Commodity Derivative Contracts
We enter into oil derivative contracts to provide an economic hedge of our exposure to commodity price risk associated with anticipated future oil production and to provide more certainty to our future cash flows. We do not hold or issue derivative financial instruments for trading purposes. Generally, these contracts have consisted of various combinations of price floors, collars, three-way collars, fixed-price swaps, fixed-price swaps enhanced with a sold put, and basis swaps. The production that we hedge has varied from year to year depending on our levels of debt, financial strength, and expectation of future commodity prices. In order to provide a level of price protection to a portion of our oil production, we have hedged a portion of our estimated oil production through 2018 using both NYMEX and LLS fixed-price swaps, collars and three-way collars. Additionally, with the recent improvement in the basis differential between LLS and WTI pricing, we entered into basis swap contracts to lock-in that differential for a portion of our estimated oil production beginning December 2017 through the first half of 2018. Currently, our hedges in place for 2018 represent roughly half of our third quarter 2017 production levels. Depending on market conditions, we may continue to add to our existing 2018 hedges, and we may start to layer in hedges for 2019. See also Note 5, Commodity Derivative Contracts, and Note 6, Fair Value Measurements, to the Unaudited Condensed Consolidated Financial Statements for additional information regarding our commodity derivative contracts.
All of the mark-to-market valuations used for our commodity derivatives are provided by external sources. We manage and control market and counterparty credit risk through established internal control procedures that are reviewed on an ongoing basis. We attempt to minimize credit risk exposure to counterparties through formal credit policies, monitoring procedures and diversification. All of our commodity derivative contracts are with parties that are lenders under our senior secured bank credit facility (or affiliates of such lenders). We have included an estimate of nonperformance risk in the fair value measurement of our commodity derivative contracts, which we have measured for nonperformance risk based upon credit default swaps or credit spreads.
32
For accounting purposes, we do not apply hedge accounting treatment to our commodity derivative contracts.

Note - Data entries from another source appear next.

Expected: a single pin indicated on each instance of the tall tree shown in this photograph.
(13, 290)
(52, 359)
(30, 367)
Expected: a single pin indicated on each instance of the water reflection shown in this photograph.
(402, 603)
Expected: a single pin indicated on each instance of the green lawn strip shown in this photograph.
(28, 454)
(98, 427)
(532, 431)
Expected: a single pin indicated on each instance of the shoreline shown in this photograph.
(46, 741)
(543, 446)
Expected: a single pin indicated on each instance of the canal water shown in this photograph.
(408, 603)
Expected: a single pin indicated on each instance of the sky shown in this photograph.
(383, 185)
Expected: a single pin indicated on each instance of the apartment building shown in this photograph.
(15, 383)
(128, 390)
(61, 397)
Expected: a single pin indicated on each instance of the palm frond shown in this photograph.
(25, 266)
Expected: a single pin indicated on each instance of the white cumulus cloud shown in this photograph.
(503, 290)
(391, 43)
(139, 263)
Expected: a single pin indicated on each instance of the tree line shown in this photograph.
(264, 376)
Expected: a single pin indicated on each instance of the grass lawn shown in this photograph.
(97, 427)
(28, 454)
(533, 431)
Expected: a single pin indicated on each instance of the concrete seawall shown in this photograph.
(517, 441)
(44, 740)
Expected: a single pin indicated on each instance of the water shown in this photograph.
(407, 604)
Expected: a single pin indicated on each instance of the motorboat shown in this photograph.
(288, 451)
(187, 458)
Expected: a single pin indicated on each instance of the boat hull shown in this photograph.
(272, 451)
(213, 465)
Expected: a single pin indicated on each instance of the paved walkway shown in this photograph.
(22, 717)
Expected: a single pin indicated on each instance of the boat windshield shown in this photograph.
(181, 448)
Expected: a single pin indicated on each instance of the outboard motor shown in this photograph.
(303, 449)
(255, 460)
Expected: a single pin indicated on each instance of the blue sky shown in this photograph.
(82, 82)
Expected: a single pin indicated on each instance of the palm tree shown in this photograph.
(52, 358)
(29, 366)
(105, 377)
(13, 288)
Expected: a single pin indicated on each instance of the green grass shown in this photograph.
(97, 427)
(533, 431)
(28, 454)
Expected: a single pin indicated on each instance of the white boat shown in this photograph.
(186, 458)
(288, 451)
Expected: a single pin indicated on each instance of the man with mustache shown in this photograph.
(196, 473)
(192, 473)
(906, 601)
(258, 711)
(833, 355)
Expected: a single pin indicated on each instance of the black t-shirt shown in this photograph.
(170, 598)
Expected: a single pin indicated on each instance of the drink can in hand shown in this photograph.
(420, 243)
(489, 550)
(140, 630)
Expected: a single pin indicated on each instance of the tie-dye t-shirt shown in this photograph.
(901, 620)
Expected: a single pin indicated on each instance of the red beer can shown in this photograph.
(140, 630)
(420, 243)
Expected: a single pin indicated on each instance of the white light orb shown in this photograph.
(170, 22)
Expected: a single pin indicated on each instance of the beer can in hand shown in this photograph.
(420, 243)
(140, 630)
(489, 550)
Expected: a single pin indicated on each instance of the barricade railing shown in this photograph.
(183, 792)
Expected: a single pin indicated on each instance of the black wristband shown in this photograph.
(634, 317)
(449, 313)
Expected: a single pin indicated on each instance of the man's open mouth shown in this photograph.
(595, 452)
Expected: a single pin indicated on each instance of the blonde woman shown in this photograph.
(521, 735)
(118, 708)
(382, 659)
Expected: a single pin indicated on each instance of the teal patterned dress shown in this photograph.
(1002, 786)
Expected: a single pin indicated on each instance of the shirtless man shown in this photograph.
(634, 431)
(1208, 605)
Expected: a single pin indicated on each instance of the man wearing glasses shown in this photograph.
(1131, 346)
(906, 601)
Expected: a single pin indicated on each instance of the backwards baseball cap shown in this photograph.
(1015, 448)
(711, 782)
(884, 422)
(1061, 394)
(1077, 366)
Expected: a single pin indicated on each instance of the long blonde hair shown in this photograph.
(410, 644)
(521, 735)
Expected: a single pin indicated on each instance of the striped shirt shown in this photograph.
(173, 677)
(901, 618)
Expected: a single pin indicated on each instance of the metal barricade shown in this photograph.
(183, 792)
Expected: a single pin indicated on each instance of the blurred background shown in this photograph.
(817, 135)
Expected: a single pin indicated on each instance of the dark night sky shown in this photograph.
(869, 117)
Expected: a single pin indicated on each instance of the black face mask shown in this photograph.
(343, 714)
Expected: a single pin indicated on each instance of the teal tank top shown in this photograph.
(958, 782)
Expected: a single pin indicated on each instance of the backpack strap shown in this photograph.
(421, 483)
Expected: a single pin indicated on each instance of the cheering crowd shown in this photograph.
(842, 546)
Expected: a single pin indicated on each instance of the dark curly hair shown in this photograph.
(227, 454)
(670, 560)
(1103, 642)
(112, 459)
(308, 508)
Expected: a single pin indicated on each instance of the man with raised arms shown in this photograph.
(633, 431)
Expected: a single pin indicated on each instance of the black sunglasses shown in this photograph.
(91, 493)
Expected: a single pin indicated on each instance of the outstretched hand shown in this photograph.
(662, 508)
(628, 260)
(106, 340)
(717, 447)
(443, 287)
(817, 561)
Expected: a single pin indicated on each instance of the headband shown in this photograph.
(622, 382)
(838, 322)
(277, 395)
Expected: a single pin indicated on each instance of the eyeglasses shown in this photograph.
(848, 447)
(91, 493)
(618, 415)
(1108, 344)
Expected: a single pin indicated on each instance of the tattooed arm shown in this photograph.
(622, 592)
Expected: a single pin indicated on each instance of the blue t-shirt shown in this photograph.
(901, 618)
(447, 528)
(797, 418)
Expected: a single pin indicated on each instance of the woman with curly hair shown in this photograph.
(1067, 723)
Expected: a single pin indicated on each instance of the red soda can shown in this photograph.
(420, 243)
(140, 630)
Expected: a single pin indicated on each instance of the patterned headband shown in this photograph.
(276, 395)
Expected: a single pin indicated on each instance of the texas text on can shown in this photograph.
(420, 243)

This means that any changes in the fair value of these commodity derivative contracts will be charged to earnings instead of charging the effective portion to other comprehensive income and the ineffective portion to earnings.

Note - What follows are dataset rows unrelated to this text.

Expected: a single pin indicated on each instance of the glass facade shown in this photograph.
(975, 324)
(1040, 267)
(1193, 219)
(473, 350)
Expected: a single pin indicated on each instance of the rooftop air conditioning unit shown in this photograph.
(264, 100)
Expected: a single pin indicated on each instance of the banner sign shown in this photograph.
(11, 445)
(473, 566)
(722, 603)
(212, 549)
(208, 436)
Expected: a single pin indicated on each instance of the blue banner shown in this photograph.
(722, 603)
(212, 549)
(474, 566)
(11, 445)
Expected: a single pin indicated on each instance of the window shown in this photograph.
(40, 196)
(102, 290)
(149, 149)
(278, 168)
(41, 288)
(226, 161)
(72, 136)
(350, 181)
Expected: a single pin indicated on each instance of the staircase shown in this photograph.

At September 30, 2017, our commodity derivative contracts were recorded at their fair value, which was a net liability of $20.9 million, a $25.3 million decrease from the $4.4 million net asset recorded at June 30, 2017, and a $48.4 million decrease from the $69.3 million net liability recorded at December 31, 2016. Changes in this value are comprised of the expiration of commodity derivative contracts during the three and nine months ended September 30, 2017, new commodity derivative contracts entered into during 2017 for future periods, and to the changes in oil futures prices between December 31, 2016 and September 30, 2017.

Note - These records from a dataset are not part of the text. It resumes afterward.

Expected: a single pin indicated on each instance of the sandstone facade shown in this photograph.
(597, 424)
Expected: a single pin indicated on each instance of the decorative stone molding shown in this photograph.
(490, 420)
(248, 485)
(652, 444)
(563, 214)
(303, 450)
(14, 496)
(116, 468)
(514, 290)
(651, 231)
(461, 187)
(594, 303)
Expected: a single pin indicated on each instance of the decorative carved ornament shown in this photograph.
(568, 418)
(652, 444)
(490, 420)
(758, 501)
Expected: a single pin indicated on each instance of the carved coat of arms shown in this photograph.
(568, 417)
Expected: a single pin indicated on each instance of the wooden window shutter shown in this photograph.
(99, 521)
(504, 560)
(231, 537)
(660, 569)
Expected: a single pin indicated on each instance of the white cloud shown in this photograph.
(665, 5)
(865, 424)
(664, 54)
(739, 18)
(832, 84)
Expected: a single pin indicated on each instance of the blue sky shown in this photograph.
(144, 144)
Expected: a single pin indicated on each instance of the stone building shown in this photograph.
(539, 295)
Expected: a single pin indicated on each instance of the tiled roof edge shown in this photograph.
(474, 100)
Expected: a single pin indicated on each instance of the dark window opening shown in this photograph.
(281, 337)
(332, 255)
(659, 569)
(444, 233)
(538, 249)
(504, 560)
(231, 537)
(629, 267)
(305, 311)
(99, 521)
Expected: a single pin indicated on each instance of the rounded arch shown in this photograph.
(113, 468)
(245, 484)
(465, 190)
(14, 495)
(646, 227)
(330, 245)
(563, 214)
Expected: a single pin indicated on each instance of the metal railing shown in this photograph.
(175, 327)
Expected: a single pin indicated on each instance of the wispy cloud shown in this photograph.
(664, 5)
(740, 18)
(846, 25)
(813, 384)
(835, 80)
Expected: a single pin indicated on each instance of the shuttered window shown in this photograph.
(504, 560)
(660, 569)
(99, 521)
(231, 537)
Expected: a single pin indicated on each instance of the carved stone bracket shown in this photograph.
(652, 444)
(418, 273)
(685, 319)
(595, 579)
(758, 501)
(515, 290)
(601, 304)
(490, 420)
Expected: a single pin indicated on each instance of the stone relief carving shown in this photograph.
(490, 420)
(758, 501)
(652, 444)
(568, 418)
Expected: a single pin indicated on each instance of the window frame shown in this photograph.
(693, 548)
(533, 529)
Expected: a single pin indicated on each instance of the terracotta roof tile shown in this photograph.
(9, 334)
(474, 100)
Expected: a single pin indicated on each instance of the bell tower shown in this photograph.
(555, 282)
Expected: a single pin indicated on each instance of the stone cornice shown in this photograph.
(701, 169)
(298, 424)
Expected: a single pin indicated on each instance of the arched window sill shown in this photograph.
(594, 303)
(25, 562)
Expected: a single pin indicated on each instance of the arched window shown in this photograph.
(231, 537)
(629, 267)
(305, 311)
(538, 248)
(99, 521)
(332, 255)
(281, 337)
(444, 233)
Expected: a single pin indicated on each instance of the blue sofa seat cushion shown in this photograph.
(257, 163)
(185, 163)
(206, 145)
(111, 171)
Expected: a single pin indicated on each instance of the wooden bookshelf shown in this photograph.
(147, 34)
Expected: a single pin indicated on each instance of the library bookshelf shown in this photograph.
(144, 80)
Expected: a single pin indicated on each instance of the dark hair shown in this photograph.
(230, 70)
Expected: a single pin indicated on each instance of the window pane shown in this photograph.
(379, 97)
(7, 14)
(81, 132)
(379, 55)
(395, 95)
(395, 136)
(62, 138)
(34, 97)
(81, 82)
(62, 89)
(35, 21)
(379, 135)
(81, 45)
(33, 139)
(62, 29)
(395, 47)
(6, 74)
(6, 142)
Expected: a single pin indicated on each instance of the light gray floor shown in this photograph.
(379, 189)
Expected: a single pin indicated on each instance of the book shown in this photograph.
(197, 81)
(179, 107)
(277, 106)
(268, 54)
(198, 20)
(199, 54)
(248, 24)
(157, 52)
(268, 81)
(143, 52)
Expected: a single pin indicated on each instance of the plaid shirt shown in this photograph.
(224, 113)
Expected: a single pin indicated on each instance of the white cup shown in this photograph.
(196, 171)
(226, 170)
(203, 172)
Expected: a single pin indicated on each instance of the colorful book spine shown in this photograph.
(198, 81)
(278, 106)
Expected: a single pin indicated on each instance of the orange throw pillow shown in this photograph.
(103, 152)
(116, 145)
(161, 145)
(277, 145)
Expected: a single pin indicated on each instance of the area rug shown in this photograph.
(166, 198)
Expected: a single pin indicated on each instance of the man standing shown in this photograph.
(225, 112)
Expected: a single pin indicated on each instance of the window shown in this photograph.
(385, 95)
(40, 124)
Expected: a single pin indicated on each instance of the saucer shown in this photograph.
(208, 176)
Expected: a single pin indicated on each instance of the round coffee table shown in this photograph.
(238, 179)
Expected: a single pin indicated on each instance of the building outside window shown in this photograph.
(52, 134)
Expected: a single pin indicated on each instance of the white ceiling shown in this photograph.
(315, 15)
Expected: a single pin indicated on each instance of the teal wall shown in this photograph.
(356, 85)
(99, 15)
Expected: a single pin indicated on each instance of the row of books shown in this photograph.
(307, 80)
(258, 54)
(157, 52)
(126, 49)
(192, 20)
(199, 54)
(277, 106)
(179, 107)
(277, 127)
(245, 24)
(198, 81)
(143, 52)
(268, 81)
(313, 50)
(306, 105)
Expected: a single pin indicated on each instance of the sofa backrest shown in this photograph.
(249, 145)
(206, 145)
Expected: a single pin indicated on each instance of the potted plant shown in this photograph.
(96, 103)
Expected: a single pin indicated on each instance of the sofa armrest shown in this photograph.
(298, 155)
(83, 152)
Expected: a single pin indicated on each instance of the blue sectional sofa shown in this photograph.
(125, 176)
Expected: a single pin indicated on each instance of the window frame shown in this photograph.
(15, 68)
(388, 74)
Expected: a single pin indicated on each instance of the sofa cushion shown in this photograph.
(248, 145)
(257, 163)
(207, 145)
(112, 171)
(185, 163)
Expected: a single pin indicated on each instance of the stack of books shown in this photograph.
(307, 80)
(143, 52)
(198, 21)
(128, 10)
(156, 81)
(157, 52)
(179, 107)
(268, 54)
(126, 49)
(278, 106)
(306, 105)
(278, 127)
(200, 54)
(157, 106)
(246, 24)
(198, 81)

Commodity Derivative Sensitivity Analysis
Based on NYMEX and LLS crude oil futures prices as of September 30, 2017, and assuming both a 10% increase and decrease thereon, we would expect to make payments on our crude oil derivative contracts as shown in the following table:
Receipt / (Payment) | ||||
In thousands | Crude Oil Derivative Contracts | |||
Based on: | ||||
Futures prices as of September 30, 2017 | $ | (12,685 | ) | |
10% increase in prices | (66,466 | ) | ||
10% decrease in prices | 25,696 |
Our commodity derivative contracts are used as an economic hedge of our exposure to commodity price risk associated with anticipated future production. As a result, changes in receipts or payments of our commodity derivative contracts due to changes in commodity prices as reflected in the above table would be mostly offset by a corresponding increase or decrease in the cash receipts on sales of our oil production to which those commodity derivative contracts relate.
33
Item 4. Controls and Procedures
Evaluation of Disclosure Controls and Procedures. As of the end of the period covered by this report, an evaluation of the effectiveness of the design and operation of our disclosure controls and procedures (as defined in Rule 13a-15(e) under the Exchange Act) was performed under the supervision and with the participation of management, including our Chief Executive Officer and Chief Financial Officer. Based on that evaluation, our Chief Executive Officer and Chief Financial Officer concluded that our disclosure controls and procedures were effective as of September 30, 2017, to ensure that information that is required to be disclosed in the reports the Company files and submits under the Securities Exchange Act of 1934 is recorded, that it is processed, summarized and reported within the time periods specified in the SEC’s rules and forms; and that information that is required to be disclosed under the Exchange Act is accumulated and communicated to management, including our Chief Executive Officer and our Chief Financial Officer, as appropriate, to allow timely decisions regarding required disclosures.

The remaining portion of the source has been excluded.